ボトムアップ【bottom-up】
概要

企業などの組織運営では、現場の担当者や末端の部署が提案・発議を行い、上位者の承認を得ながら意思決定や方針策定を進める運営方式をボトムアップという。実務に精通した現場の知見を経営に反映させやすく、従業員の自発性やモチベーションを高めやすい。一方で、意見の集約や合意形成に時間を要するため、迅速な意思決定や一貫した戦略の推進が難しくなる場合もある。
IT分野では、システム開発の設計手法としてボトムアップの考え方が用いられる。個々の機能やモジュールなどの詳細設計を先行させ、それらを組み合わせながら上位の構造を形成していく手法を「ボトムアップ設計」という。既存の部品やライブラリを再利用しやすく、各要素の実現性を確かめながら開発を進められる。反面、全体の整合性を保つための調整が必要となる場合がある。
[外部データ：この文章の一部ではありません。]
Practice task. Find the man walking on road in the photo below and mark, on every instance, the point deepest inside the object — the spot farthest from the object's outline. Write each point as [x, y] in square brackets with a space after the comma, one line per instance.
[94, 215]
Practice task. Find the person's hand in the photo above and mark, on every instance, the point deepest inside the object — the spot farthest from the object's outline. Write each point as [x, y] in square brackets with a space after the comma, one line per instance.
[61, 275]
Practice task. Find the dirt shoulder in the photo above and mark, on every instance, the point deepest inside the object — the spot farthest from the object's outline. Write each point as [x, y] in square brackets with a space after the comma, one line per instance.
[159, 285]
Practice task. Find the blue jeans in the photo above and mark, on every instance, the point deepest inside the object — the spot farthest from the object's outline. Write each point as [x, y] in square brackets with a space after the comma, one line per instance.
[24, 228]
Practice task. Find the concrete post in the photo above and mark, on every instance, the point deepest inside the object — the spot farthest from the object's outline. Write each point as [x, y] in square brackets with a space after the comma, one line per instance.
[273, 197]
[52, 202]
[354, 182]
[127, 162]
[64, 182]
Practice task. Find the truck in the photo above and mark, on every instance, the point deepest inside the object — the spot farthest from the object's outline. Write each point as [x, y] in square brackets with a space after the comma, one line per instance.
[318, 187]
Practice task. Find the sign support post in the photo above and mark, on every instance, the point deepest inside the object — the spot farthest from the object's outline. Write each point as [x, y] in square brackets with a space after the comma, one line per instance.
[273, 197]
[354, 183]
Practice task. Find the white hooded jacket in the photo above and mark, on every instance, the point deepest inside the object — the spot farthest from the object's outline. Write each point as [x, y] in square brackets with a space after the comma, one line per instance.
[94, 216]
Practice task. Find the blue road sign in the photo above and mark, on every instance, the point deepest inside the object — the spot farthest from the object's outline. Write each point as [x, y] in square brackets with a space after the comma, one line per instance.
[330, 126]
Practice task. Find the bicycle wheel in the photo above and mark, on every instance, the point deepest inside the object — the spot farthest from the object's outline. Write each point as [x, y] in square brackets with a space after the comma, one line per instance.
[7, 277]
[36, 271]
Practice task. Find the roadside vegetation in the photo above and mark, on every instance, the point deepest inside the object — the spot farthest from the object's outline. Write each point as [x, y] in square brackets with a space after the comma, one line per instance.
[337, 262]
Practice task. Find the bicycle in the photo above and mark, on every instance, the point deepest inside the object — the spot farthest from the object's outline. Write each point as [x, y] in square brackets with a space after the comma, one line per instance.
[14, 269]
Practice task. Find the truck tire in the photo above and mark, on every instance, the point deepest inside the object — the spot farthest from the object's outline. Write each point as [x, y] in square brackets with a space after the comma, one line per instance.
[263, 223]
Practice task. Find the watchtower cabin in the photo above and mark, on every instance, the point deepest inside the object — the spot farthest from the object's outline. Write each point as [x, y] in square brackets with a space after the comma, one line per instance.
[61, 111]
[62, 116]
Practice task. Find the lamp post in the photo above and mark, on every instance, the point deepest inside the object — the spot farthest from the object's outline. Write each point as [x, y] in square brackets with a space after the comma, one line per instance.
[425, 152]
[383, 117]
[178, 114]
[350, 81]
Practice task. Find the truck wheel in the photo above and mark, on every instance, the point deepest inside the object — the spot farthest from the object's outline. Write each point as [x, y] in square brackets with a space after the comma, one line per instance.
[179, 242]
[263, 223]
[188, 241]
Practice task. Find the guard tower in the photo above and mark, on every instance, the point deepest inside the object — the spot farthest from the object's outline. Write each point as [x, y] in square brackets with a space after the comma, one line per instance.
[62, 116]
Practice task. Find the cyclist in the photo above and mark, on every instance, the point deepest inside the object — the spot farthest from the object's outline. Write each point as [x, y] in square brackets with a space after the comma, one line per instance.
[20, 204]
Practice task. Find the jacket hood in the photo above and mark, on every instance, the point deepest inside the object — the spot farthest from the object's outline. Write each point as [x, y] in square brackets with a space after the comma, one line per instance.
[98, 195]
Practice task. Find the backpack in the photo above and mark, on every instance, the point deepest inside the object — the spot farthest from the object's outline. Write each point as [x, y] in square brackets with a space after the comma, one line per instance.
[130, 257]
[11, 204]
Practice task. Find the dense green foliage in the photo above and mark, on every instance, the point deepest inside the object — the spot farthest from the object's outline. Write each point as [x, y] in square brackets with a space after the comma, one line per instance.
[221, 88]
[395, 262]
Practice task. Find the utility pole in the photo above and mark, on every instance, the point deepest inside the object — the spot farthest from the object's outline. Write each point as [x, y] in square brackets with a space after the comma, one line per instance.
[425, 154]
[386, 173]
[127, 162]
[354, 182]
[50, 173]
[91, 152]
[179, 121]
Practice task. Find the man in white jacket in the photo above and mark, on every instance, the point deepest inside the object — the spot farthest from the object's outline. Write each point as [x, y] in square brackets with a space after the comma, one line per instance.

テスト工程では、最下位のモジュールから順に結合して検証範囲を上位へ広げていく手法を「ボトムアップテスト」という。下位機能の不具合を早い段階で発見しやすい。テストの実行には、未完成の上位モジュールの代替として「ドライバ」と呼ばれる制御用の仮プログラムが必要となる。
実際の組織運営やシステム開発では、ボトムアップとトップダウンのいずれか一方だけを採用するとは限らない。全体方針はトップダウンで定め、具体的な改善案や実装内容はボトムアップで検討するなど、対象となる業務の性質や組織の規模、求められる意思決定の速度などに応じて両者を併用することも多い。